Strainchamps: You know, lot of the stories you told from the early days of American invention, the golden age. The stories of individual guys who on their own, with no particular equipment or giant lab or company behind them, just tinkered and worked until they came up with something. Charles Goodyear, Henry Ford, the Wright brothers, they didn’t have corporations behind them, but the picture I am getting is that today you can’t come up with a new invention, or successfully defend it unless you got the strength and the big pockets of a major corporation behind you.

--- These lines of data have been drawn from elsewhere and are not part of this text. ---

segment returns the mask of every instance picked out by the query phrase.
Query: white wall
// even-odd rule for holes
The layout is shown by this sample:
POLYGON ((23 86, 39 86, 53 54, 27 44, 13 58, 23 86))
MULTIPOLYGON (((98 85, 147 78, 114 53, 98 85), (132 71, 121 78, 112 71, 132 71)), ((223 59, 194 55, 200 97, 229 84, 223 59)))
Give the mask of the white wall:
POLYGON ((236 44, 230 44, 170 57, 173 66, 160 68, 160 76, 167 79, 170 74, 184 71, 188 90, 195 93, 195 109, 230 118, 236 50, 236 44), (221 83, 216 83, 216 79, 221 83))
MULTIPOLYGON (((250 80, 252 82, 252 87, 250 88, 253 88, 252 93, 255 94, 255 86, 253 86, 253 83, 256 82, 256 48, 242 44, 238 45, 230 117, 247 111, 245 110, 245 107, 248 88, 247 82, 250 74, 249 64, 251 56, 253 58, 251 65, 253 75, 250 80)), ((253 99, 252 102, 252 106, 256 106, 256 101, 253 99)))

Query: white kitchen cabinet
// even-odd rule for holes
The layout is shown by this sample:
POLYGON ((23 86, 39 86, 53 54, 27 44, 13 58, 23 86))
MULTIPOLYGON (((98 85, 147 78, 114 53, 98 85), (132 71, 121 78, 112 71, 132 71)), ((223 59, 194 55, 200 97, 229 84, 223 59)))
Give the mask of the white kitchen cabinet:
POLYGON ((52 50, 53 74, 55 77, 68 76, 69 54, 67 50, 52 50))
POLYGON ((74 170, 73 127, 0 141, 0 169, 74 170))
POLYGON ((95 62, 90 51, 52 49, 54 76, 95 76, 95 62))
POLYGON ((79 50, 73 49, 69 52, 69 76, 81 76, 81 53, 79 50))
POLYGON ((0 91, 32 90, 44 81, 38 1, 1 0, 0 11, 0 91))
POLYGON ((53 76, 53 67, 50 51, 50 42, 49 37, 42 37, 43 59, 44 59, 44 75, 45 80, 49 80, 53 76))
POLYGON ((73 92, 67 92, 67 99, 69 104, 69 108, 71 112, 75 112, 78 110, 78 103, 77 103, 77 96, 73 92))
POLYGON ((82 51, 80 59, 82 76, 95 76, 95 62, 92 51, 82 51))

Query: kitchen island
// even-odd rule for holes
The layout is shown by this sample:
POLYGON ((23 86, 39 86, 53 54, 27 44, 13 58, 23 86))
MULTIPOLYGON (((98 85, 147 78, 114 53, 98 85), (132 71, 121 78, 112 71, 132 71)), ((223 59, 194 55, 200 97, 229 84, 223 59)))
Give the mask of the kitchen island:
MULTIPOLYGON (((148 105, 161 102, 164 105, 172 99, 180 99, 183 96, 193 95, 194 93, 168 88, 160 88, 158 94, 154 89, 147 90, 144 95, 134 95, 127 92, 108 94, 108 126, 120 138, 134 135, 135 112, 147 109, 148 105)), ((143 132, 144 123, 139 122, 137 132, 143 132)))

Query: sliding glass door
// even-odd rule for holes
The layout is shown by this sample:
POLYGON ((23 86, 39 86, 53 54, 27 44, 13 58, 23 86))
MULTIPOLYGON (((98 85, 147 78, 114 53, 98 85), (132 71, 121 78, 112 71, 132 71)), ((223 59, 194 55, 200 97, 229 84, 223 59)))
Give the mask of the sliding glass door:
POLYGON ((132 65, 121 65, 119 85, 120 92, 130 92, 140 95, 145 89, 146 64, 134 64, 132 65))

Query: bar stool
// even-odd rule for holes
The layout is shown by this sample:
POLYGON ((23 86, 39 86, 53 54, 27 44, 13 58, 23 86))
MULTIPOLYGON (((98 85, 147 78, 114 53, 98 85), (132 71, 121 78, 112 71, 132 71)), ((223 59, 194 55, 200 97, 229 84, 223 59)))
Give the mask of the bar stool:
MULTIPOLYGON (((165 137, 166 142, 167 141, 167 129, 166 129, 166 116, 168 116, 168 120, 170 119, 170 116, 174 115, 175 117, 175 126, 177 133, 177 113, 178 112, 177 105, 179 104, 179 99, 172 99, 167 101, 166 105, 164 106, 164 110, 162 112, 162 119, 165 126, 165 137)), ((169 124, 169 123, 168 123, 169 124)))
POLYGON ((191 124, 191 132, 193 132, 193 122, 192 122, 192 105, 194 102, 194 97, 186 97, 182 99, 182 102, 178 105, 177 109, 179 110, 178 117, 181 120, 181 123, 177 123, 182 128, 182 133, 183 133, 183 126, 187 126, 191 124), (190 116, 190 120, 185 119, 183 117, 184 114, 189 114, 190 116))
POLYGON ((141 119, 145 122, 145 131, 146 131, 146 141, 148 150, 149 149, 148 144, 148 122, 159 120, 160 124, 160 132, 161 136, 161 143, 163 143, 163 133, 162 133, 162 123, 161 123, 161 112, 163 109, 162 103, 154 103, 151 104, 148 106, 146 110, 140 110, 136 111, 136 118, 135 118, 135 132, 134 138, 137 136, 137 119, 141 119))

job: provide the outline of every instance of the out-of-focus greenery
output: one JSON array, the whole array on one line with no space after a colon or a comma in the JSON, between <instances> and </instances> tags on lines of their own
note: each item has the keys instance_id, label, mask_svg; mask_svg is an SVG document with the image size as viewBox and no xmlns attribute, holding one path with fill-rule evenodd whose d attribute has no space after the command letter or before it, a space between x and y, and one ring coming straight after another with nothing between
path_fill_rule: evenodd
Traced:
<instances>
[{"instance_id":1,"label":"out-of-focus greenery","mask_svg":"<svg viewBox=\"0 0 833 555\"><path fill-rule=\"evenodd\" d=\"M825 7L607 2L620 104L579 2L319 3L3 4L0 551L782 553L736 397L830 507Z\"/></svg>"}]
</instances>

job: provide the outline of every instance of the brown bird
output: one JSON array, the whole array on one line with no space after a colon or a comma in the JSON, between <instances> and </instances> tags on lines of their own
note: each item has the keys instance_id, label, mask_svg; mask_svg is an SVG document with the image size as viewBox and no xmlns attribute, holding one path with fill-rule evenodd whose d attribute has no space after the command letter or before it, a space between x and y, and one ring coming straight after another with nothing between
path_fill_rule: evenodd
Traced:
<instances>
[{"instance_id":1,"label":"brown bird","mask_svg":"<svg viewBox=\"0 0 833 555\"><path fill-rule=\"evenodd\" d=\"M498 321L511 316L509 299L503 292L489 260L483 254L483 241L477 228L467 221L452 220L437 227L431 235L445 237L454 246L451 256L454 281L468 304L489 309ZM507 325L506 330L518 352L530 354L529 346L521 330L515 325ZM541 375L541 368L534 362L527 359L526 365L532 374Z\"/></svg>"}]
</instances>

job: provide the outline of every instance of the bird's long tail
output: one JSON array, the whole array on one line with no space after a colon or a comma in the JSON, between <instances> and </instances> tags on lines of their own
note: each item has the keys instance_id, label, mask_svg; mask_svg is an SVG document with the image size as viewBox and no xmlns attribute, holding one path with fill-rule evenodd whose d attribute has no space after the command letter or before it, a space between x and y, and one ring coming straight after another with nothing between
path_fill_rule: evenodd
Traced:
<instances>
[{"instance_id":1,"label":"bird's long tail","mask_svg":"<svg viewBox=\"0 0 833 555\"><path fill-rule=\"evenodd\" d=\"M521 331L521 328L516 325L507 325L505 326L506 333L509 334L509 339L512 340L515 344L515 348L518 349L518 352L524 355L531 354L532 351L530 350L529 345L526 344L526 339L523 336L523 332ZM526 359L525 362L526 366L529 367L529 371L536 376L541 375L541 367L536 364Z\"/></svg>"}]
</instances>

Gibby: That is right. There are two issues there is. One, can you invent without a big corporation and the second question is do you need a big corporation to be able to move you through the patent the system. The answer to the first question, I think, people can invent even without a big law behind them, a great example I saw is in the new York times a couple of weeks ago was with this woman who while in high school was at a VA hospital and saw this issue of referred pain with amputees from the war. And so she came up with this idea of being able to heat the limp when they had this referred pain, so that they can get rid of it, and what she did is she wrote to a bunch of engineering universities and asked for help with her idea and there is a number of them who are willing to help her out. Now, she got the little company, she is going to go to the law school, nothing about technology, but she came up with the idea. Where we were really falling short is now we have these ideas we need to protect them. We need to be able to move them on to where they can be brought in to products. And that is really where a patent system has failed us.
Strainchamps: Without getting too technical, can the system be fixed?
Gibby: Oh, I think it can. And, I think, all that we have to do is go back to 1836 in the patent act we had there. It was so sympathetic to get a patent application to the patent office and so simple to enforce it. What we have done in the 150 years since then ironically is we layered doctrine after doctrine in an effort to make the system fair, and while it may be somewhat more fair, it just taken it out of the range of the ordinary inventor. So, let us go back a 150 years ago to what we had, what worked and I think you will see the same ground swell of invention that you did back then.
Jim Fleming: Darren Gibby is the author of “why has America stopped inventing ” . Anne Strainchamps spoke with him.